Art design is not simply about what you see, it is about what you can make someone else see. Find courses that start with the exploration of art design fundamentals, ones that provide the experience suitable for beginning as well as advanced artists. Once you gain a basic understanding of how to see and describe something in visual terms, you can investigate expressive and experimental directions in your art designs.

Working with the dynamics of color has significant implications in the work of artists, illustrators, craftspeople and designers. The course you choose should explore the issue of color by developing creative exercises, look at studies from nature, the human environment using collage, paint and other art media. Look for or request projects that will facilitate in-depth exploration of the role of light, the psychological impact of color on the brain, and how such factors as hue, value and intensity affect artistic design. Historical background should be provided via lectures and power point presentations.

As an artist you should be constantly researching new materials and inventing new creative processes to for a new piece. Find a multi-disciplinary course which will allow you to experiment with a lot of different media types in reaction to a specific site or location, for example, sound-based, sculptural, a drawing or a painting.

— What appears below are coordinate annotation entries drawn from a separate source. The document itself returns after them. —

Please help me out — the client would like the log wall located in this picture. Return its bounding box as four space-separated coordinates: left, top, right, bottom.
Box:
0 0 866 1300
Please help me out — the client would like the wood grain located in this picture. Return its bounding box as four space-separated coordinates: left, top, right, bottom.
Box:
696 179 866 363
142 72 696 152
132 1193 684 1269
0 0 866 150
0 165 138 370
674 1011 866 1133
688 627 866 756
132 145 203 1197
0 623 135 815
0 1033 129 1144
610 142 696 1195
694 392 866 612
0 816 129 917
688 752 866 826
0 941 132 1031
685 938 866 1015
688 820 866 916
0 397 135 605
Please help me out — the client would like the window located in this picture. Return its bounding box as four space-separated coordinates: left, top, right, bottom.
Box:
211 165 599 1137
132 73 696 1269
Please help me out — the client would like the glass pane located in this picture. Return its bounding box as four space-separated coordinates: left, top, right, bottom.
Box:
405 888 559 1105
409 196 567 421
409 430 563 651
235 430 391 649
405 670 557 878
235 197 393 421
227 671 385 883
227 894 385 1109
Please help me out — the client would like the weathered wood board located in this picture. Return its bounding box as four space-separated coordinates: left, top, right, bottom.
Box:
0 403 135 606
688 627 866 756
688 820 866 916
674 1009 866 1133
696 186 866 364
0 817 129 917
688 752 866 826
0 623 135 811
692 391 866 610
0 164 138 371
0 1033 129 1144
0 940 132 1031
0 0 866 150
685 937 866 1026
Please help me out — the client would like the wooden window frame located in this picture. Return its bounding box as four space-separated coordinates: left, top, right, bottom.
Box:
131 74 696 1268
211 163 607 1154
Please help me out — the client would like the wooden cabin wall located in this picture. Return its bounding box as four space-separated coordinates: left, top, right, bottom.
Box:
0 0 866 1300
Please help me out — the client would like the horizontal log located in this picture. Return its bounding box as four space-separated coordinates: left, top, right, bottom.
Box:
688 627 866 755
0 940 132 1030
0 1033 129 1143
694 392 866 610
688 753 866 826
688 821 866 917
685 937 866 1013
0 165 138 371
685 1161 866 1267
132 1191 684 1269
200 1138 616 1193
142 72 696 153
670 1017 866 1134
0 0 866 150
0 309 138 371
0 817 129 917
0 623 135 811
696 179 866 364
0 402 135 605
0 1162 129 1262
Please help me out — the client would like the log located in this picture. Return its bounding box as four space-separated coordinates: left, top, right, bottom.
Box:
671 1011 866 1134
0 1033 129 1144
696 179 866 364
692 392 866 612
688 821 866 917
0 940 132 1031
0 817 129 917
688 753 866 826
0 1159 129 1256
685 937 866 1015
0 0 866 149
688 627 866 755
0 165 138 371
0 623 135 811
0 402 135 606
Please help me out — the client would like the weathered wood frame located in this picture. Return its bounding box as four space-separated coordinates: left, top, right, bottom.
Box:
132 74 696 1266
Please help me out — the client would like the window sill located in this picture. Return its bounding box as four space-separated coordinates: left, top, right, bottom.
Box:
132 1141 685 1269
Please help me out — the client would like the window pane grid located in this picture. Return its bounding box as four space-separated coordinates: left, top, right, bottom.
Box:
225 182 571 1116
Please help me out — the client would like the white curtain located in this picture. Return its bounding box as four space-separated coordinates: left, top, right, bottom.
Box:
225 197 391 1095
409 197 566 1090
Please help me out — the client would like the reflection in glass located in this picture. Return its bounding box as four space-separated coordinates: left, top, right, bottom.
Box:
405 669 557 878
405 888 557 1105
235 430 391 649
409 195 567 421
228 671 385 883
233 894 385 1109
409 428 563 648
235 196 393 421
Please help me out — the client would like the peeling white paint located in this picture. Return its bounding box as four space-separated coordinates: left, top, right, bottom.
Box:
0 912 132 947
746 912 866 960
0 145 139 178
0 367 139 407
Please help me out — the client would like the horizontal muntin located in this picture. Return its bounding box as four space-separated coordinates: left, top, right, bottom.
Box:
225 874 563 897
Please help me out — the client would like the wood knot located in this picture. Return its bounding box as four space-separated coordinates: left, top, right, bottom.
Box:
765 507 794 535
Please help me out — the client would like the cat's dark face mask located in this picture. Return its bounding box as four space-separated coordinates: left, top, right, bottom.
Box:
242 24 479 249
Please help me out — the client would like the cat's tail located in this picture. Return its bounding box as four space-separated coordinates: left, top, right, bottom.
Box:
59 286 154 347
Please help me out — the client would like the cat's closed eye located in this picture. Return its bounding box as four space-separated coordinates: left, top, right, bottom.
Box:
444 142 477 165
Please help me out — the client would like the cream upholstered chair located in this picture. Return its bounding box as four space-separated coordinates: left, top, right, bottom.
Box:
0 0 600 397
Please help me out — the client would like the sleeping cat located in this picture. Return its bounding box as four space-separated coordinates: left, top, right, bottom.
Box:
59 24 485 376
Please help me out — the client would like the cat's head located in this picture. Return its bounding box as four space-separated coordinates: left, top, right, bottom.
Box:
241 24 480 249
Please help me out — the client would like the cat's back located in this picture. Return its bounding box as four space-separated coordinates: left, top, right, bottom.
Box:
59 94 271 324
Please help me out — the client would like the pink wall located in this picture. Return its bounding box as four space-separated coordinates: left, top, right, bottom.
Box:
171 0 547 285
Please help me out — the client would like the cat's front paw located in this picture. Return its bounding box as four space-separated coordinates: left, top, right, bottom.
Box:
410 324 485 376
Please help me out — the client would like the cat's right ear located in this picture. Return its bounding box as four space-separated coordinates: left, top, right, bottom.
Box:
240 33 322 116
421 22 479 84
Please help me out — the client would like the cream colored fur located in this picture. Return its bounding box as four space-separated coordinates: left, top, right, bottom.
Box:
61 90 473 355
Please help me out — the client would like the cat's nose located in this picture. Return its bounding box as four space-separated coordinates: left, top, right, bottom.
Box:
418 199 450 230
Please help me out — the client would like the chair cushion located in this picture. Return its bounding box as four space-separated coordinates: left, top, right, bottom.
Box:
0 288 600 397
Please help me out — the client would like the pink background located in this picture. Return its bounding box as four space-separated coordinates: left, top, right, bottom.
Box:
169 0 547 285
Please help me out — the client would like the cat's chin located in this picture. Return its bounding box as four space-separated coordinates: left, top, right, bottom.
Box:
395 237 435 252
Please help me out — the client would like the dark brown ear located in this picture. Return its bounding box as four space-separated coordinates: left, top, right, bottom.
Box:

As for great artistic figurative sculpturing it must not be left untouched and let me say it does not just simply copy nature, indeed no, it takes the essential qualities that it needs from nature turning them into the beautiful visual language of three dimensional form. The artist's visual language is how the sculptor conceives of the figure and interprets anatomy. You must learn to think of the human body as an interconnected system full of layered forms. You will want to learn how to about combining close perceptual study of a posing model with a conceptual understanding of the human body's shapes and proportions, finally learning how to create your visualizations of the human figure. You really should include in your art design course studies critical thinking about what it means to represent the human body in your art.